26 Nisan 2016 Salı

Ailesi


Görünürde mükemmel insanlar. Cidden.

Saygın bir aile. Kültürlü. Anne kariyeri olan biri (uzun süre çalışmış, sonra emekli olmuş). Baba avukat (hala çalışıyor, çok aktif olmamakla beraber işinin başında).

Güzel bir evde oturuyorlar. Güzel bir semtte. Yazlıkları var. O’nun gidip kalmadığı. (Çünkü beğenmiyor.)

Kız kardeşi var bir de. Nişanlandı geçtiğimiz günlerde.

Instagram’daki aile fotoğraflarına bakıyorum bunları yazarken. Öyle cici, öyle düzgün, öyle mükemmel görünüyorlar ki.

Babasına hayran. Annesine de aslında, ama daha çok babası (benim gibi). Ailesine düşkün, fakat onlarla da ilişkisi mesafeli. Evde telefon konuşmaları onlarla da hep kısa sürerdi.

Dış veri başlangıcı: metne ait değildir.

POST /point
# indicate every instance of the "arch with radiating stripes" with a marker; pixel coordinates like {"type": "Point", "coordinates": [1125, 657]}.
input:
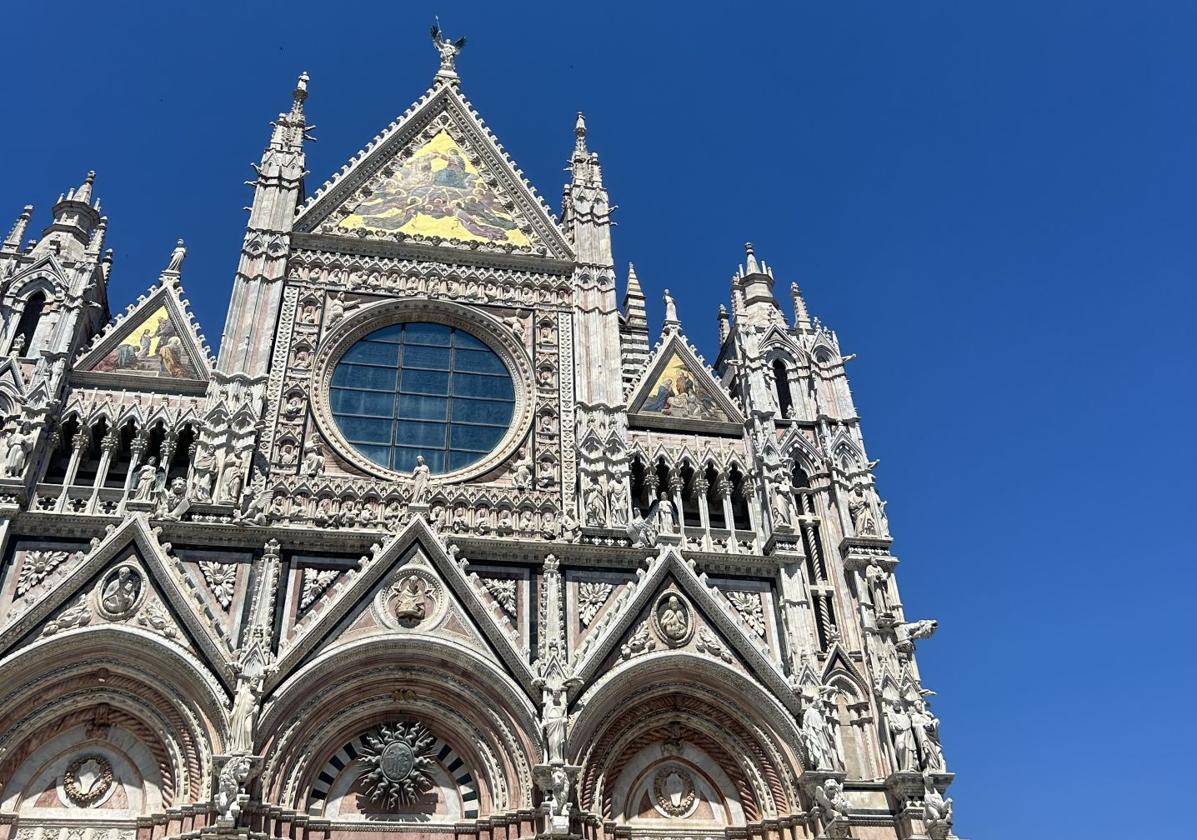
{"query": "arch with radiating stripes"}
{"type": "Point", "coordinates": [445, 756]}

Genel Müdür olduğunda ilk işi ailesini arayıp “Ben Genel Müdür oldum” demek olmuş. Tamam, bu normal, herkes böyle bir durumu ailesine söyler tabi. Ama onun durumu biraz daha farklı, hissediyorum. Sürekli onlara ne kadar iyi olduğunu ıspatlamak gibi bir çabası vardı. İşiyle gururlanırdı evet. Kazancıyla da. Hatta onlara maddi destek sağladığı zaman ben de gururlanırdım. Kız kardeşinin nişan töreninin masraflarını üstlendi, sağlık sigortasını üstlendi vs. Çok hoşuma gidiyordu bu desteği mesela, helal diyordum hep.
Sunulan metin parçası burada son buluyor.